Journalists have a role to identify misinformation that’s likely to spread in this cycle, something that will piggyback on “stop the steal” or “fake ballot” allegations. I’d encourage journalists to get out accurate information about how people are likely to be manipulated based on the last election and give people resources or places they can go to get higher-quality information on these issues.

How does someone with an entrenched belief react to fact-checks?

For the most part, fact-checks work, but the impact they have in studies was really small, compared with that of partisan identity. [Some of] the time, [fact-checking] actually seemed to backfire. People got more entrenched mostly if something got fact-checked by the other side, and people who had this backfire effect really identified with a particular group. People who drive around in a pickup with five Trump flags or a car with stickers all over it with every single liberal cause they support are more susceptible to this kind of entrenchment. People who don’t make it an essential part of their identity seem to be less susceptible to getting entrenched.

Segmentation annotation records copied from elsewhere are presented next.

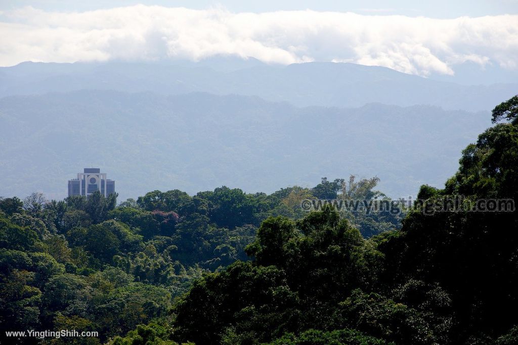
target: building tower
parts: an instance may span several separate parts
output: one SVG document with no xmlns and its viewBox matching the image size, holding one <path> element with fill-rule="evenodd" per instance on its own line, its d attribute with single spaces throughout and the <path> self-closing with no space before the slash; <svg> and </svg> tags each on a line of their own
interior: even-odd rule
<svg viewBox="0 0 518 345">
<path fill-rule="evenodd" d="M 101 173 L 98 168 L 85 168 L 77 178 L 68 180 L 68 196 L 80 195 L 88 197 L 96 190 L 107 197 L 115 192 L 115 181 L 107 179 L 106 173 Z"/>
</svg>

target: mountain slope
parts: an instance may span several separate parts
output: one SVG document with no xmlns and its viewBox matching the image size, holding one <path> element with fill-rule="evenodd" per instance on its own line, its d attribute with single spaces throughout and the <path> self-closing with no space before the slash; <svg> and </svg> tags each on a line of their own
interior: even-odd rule
<svg viewBox="0 0 518 345">
<path fill-rule="evenodd" d="M 298 108 L 257 97 L 81 91 L 0 99 L 0 196 L 41 190 L 98 166 L 119 200 L 226 185 L 271 192 L 320 177 L 377 175 L 393 197 L 440 186 L 488 114 L 370 104 Z"/>
<path fill-rule="evenodd" d="M 308 63 L 287 66 L 256 60 L 43 64 L 0 68 L 0 96 L 83 89 L 164 95 L 204 92 L 257 96 L 296 106 L 357 107 L 372 102 L 490 110 L 518 84 L 467 86 L 376 66 Z"/>
</svg>

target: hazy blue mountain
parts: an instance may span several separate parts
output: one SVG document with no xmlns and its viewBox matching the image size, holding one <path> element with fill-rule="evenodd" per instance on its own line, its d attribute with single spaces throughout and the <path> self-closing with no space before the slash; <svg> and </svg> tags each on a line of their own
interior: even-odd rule
<svg viewBox="0 0 518 345">
<path fill-rule="evenodd" d="M 258 96 L 298 107 L 357 107 L 379 102 L 477 111 L 490 110 L 515 95 L 518 83 L 469 86 L 384 67 L 334 63 L 284 66 L 222 57 L 199 63 L 24 63 L 0 68 L 0 97 L 84 89 Z"/>
<path fill-rule="evenodd" d="M 484 67 L 471 61 L 453 67 L 453 76 L 432 74 L 429 78 L 435 80 L 447 81 L 463 85 L 491 85 L 499 83 L 516 83 L 518 82 L 518 69 L 510 70 L 490 63 Z M 518 93 L 516 91 L 515 93 Z"/>
<path fill-rule="evenodd" d="M 120 200 L 223 185 L 271 192 L 350 174 L 377 175 L 381 190 L 405 197 L 422 184 L 443 185 L 490 118 L 425 106 L 299 108 L 199 93 L 10 96 L 0 99 L 0 196 L 62 197 L 67 180 L 91 165 L 117 181 Z"/>
</svg>

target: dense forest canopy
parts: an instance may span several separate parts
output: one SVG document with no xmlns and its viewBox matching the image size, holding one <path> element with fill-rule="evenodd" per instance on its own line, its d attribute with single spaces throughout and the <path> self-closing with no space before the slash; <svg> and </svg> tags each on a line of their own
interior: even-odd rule
<svg viewBox="0 0 518 345">
<path fill-rule="evenodd" d="M 518 96 L 462 152 L 439 202 L 518 200 Z M 5 331 L 96 331 L 45 343 L 518 343 L 518 218 L 366 213 L 305 200 L 383 200 L 378 179 L 248 194 L 155 190 L 0 199 Z M 424 206 L 423 206 L 424 207 Z M 20 337 L 15 342 L 30 343 Z"/>
</svg>

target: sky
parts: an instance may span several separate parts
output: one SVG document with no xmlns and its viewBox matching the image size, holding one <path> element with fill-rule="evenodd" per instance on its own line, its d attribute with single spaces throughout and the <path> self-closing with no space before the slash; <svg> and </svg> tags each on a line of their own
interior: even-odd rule
<svg viewBox="0 0 518 345">
<path fill-rule="evenodd" d="M 426 77 L 518 69 L 518 0 L 0 2 L 0 66 L 252 56 Z"/>
</svg>

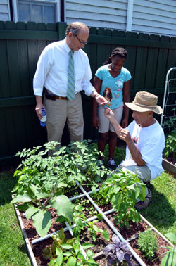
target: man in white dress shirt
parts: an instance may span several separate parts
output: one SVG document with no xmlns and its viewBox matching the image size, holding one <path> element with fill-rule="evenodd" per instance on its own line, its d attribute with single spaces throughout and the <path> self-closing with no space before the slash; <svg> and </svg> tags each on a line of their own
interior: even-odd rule
<svg viewBox="0 0 176 266">
<path fill-rule="evenodd" d="M 95 98 L 98 103 L 107 104 L 107 101 L 96 91 L 90 83 L 92 76 L 89 62 L 82 49 L 87 43 L 89 34 L 89 28 L 84 23 L 72 23 L 67 27 L 66 37 L 49 44 L 39 58 L 33 81 L 37 101 L 35 110 L 41 120 L 42 108 L 44 106 L 47 115 L 48 141 L 55 141 L 61 144 L 66 122 L 70 141 L 82 141 L 84 120 L 80 91 L 84 90 L 87 95 Z M 75 98 L 70 101 L 67 92 L 71 50 L 74 51 Z M 44 87 L 45 97 L 43 105 L 42 96 Z M 52 153 L 49 152 L 49 155 Z"/>
</svg>

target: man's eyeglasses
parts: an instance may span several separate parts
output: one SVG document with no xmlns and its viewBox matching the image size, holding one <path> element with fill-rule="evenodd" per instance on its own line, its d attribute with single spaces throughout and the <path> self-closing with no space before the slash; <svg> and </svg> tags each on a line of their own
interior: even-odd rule
<svg viewBox="0 0 176 266">
<path fill-rule="evenodd" d="M 81 42 L 77 35 L 75 35 L 75 36 L 77 37 L 77 39 L 78 41 L 80 42 L 80 44 L 88 44 L 88 42 L 87 42 L 87 41 L 85 42 Z"/>
</svg>

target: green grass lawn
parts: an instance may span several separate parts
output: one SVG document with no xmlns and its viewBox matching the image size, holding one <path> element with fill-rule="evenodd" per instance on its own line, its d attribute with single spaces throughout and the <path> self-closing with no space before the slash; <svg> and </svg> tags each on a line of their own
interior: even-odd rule
<svg viewBox="0 0 176 266">
<path fill-rule="evenodd" d="M 115 163 L 118 163 L 118 151 Z M 17 183 L 14 170 L 0 172 L 0 265 L 30 265 L 25 241 L 13 205 L 10 204 L 11 191 Z M 163 172 L 151 181 L 152 201 L 140 213 L 163 234 L 176 232 L 176 179 Z"/>
</svg>

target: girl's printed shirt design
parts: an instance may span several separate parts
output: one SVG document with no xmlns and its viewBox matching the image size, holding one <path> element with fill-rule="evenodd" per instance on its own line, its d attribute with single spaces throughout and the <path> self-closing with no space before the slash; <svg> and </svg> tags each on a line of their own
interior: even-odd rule
<svg viewBox="0 0 176 266">
<path fill-rule="evenodd" d="M 108 106 L 113 110 L 123 102 L 123 84 L 130 80 L 130 72 L 124 67 L 116 77 L 113 77 L 108 70 L 108 65 L 100 67 L 95 75 L 102 80 L 100 94 L 108 101 Z"/>
</svg>

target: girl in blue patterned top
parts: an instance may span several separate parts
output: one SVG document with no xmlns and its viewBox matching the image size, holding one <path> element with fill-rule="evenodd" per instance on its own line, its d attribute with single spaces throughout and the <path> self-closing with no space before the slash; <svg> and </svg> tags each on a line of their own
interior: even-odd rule
<svg viewBox="0 0 176 266">
<path fill-rule="evenodd" d="M 130 72 L 123 67 L 127 58 L 127 51 L 122 47 L 115 48 L 111 56 L 95 73 L 94 87 L 98 93 L 108 101 L 108 106 L 113 110 L 115 118 L 120 123 L 122 112 L 124 119 L 122 127 L 128 125 L 129 109 L 123 102 L 130 101 Z M 110 170 L 116 167 L 113 155 L 117 145 L 117 135 L 109 120 L 104 116 L 104 108 L 97 106 L 95 99 L 92 101 L 92 125 L 99 127 L 98 148 L 103 153 L 107 137 L 109 137 L 109 158 L 108 166 Z M 103 164 L 103 156 L 99 154 L 99 165 Z"/>
</svg>

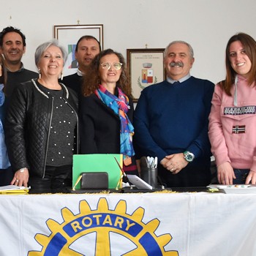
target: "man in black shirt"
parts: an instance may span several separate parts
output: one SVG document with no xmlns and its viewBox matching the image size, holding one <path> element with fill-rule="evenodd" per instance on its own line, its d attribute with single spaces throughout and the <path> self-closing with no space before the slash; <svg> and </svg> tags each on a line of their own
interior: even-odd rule
<svg viewBox="0 0 256 256">
<path fill-rule="evenodd" d="M 38 77 L 38 74 L 26 69 L 21 58 L 26 51 L 26 37 L 20 29 L 9 26 L 0 32 L 0 49 L 7 69 L 7 81 L 5 87 L 7 97 L 23 82 Z"/>
</svg>

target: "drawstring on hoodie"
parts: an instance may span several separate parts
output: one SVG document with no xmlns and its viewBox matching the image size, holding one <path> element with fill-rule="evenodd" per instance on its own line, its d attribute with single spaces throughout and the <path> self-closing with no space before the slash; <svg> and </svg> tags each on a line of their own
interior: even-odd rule
<svg viewBox="0 0 256 256">
<path fill-rule="evenodd" d="M 235 78 L 235 94 L 234 94 L 234 106 L 237 106 L 237 82 L 238 80 L 238 77 L 236 75 Z"/>
</svg>

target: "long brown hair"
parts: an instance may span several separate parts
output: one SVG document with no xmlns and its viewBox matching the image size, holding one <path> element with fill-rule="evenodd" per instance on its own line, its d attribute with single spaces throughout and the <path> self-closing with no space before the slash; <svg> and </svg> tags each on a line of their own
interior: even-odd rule
<svg viewBox="0 0 256 256">
<path fill-rule="evenodd" d="M 99 85 L 100 84 L 100 78 L 99 75 L 100 60 L 102 57 L 109 54 L 116 55 L 120 63 L 122 64 L 120 78 L 117 81 L 116 86 L 119 87 L 125 94 L 132 97 L 132 88 L 129 83 L 129 76 L 127 75 L 127 69 L 124 61 L 124 58 L 121 53 L 117 53 L 112 49 L 107 49 L 101 51 L 91 61 L 90 66 L 89 67 L 88 72 L 86 72 L 86 75 L 83 78 L 82 87 L 83 95 L 89 96 L 94 94 L 95 90 L 99 89 Z"/>
<path fill-rule="evenodd" d="M 236 72 L 231 67 L 230 61 L 230 45 L 236 41 L 240 41 L 243 45 L 245 52 L 252 62 L 252 67 L 249 72 L 248 83 L 252 85 L 256 82 L 256 42 L 249 35 L 245 33 L 238 33 L 233 35 L 227 42 L 226 47 L 226 79 L 221 82 L 223 89 L 227 95 L 231 95 L 231 86 L 235 83 Z"/>
</svg>

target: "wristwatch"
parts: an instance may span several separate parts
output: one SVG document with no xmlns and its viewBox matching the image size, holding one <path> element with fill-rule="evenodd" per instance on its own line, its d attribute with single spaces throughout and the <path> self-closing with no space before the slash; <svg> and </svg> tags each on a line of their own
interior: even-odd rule
<svg viewBox="0 0 256 256">
<path fill-rule="evenodd" d="M 195 155 L 193 153 L 191 153 L 188 151 L 186 151 L 185 152 L 183 153 L 184 155 L 184 159 L 186 159 L 186 161 L 187 161 L 188 162 L 192 162 L 194 160 L 195 158 Z"/>
</svg>

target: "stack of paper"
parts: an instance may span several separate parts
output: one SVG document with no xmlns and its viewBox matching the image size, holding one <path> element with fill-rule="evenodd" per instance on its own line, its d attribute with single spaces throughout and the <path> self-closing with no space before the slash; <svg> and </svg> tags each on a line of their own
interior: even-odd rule
<svg viewBox="0 0 256 256">
<path fill-rule="evenodd" d="M 8 185 L 0 187 L 0 194 L 27 194 L 30 187 Z"/>
</svg>

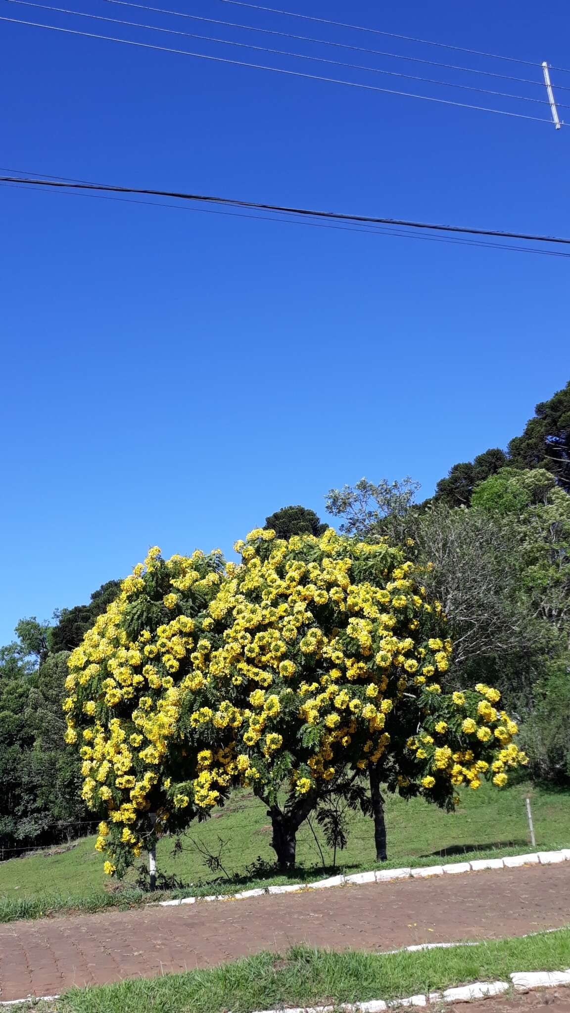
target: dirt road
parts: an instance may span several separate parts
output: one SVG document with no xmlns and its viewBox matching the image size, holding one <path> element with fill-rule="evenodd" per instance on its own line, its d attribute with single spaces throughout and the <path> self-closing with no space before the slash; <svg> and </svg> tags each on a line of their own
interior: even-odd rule
<svg viewBox="0 0 570 1013">
<path fill-rule="evenodd" d="M 383 950 L 524 935 L 569 922 L 566 862 L 11 922 L 0 926 L 0 999 L 205 967 L 298 942 Z"/>
</svg>

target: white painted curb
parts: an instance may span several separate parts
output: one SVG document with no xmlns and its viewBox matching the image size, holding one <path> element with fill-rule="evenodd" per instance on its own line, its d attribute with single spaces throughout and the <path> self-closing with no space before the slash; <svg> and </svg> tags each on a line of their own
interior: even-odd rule
<svg viewBox="0 0 570 1013">
<path fill-rule="evenodd" d="M 450 862 L 448 865 L 425 865 L 416 869 L 375 869 L 371 872 L 355 872 L 350 876 L 330 876 L 312 883 L 290 883 L 286 886 L 266 886 L 260 889 L 244 889 L 240 893 L 217 893 L 212 897 L 185 897 L 174 901 L 158 901 L 161 908 L 176 908 L 181 904 L 206 904 L 209 901 L 243 901 L 246 898 L 274 893 L 298 893 L 305 889 L 327 889 L 329 886 L 345 886 L 347 883 L 362 884 L 389 882 L 393 879 L 424 879 L 428 876 L 457 875 L 461 872 L 481 872 L 484 869 L 518 869 L 524 865 L 554 865 L 570 861 L 570 848 L 562 851 L 535 851 L 528 855 L 505 855 L 504 858 L 481 858 L 473 862 Z M 154 907 L 150 902 L 148 907 Z M 289 1013 L 289 1011 L 287 1011 Z M 295 1013 L 294 1010 L 291 1013 Z"/>
<path fill-rule="evenodd" d="M 547 932 L 557 932 L 557 929 L 547 929 Z M 530 936 L 542 935 L 530 932 Z M 521 936 L 521 939 L 526 936 Z M 415 946 L 405 946 L 398 950 L 384 950 L 379 956 L 390 953 L 409 953 L 425 949 L 449 948 L 451 946 L 477 946 L 477 941 L 462 943 L 420 943 Z M 531 989 L 550 989 L 559 985 L 570 985 L 570 968 L 568 970 L 516 970 L 509 975 L 512 986 L 517 992 L 529 992 Z M 257 1013 L 381 1013 L 382 1010 L 398 1009 L 401 1006 L 427 1006 L 428 1003 L 469 1003 L 474 999 L 484 999 L 488 996 L 498 996 L 511 988 L 508 982 L 473 982 L 459 988 L 444 989 L 442 992 L 430 992 L 428 995 L 408 996 L 407 999 L 369 999 L 361 1003 L 337 1003 L 335 1006 L 296 1006 L 281 1007 L 279 1010 L 259 1010 Z M 8 999 L 0 1001 L 0 1006 L 17 1006 L 20 1003 L 54 1002 L 61 996 L 26 996 L 25 999 Z"/>
</svg>

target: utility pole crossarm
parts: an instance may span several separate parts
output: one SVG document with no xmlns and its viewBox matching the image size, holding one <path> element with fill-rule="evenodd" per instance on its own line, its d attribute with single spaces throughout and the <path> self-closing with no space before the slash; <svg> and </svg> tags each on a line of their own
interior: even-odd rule
<svg viewBox="0 0 570 1013">
<path fill-rule="evenodd" d="M 556 107 L 556 102 L 554 100 L 554 94 L 553 94 L 552 84 L 551 84 L 550 74 L 549 74 L 549 65 L 546 62 L 546 60 L 543 62 L 543 74 L 545 75 L 545 84 L 547 86 L 547 95 L 549 96 L 550 110 L 552 112 L 553 123 L 554 123 L 554 126 L 556 127 L 556 129 L 560 130 L 560 119 L 559 119 L 559 115 L 558 115 L 558 109 Z"/>
</svg>

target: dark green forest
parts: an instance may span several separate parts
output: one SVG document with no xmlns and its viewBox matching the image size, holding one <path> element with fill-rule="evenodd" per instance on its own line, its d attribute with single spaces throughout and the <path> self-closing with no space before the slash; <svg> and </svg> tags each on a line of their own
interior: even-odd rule
<svg viewBox="0 0 570 1013">
<path fill-rule="evenodd" d="M 570 383 L 506 450 L 454 464 L 430 499 L 418 502 L 418 489 L 410 478 L 361 479 L 331 489 L 327 510 L 347 534 L 387 538 L 433 564 L 426 583 L 454 644 L 449 683 L 497 686 L 531 776 L 570 781 Z M 288 538 L 327 526 L 295 505 L 266 527 Z M 0 857 L 81 836 L 93 822 L 61 701 L 69 652 L 119 589 L 109 580 L 51 622 L 21 619 L 0 647 Z"/>
</svg>

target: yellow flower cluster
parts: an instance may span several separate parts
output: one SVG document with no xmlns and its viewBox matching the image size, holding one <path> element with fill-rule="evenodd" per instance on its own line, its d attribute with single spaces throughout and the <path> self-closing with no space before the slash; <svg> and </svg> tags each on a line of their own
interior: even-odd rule
<svg viewBox="0 0 570 1013">
<path fill-rule="evenodd" d="M 204 807 L 234 776 L 237 755 L 248 758 L 240 782 L 266 795 L 282 786 L 283 754 L 299 795 L 347 766 L 364 771 L 393 743 L 404 694 L 440 691 L 432 678 L 451 651 L 430 635 L 441 610 L 400 549 L 332 529 L 288 542 L 259 529 L 234 548 L 241 563 L 227 566 L 209 605 L 198 666 L 221 699 L 192 720 L 219 727 L 231 714 L 226 762 L 212 756 L 194 785 Z"/>
<path fill-rule="evenodd" d="M 485 776 L 503 787 L 508 781 L 506 771 L 527 763 L 512 741 L 518 731 L 516 723 L 493 706 L 500 698 L 498 690 L 483 683 L 475 690 L 456 691 L 439 701 L 427 722 L 436 739 L 427 731 L 409 739 L 411 753 L 429 771 L 422 779 L 428 792 L 437 790 L 439 777 L 443 783 L 448 780 L 453 786 L 467 784 L 477 789 Z"/>
<path fill-rule="evenodd" d="M 200 665 L 209 647 L 197 641 L 186 613 L 216 594 L 220 569 L 219 552 L 164 561 L 150 549 L 69 657 L 66 742 L 80 751 L 85 802 L 105 808 L 112 827 L 111 837 L 99 828 L 98 851 L 138 855 L 144 814 L 153 810 L 159 835 L 190 803 L 184 791 L 168 790 L 180 779 L 175 763 L 165 776 L 188 698 L 204 682 Z M 105 871 L 115 872 L 115 864 L 105 863 Z"/>
</svg>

I think that this is going to be a big issue. It’s not going away; it’s only getting bigger. And it’s not just the issue of individuals needing to be more savvy. It’s that we are embedded in systems that are rewarding misinformation spreaders with economic things. Alex Jones is a good test case. He is making so much every year selling conspiracy theories to his audience. People don’t like being manipulated and need a greater understanding of the fact that they are being manipulated by people profiting off of these lies.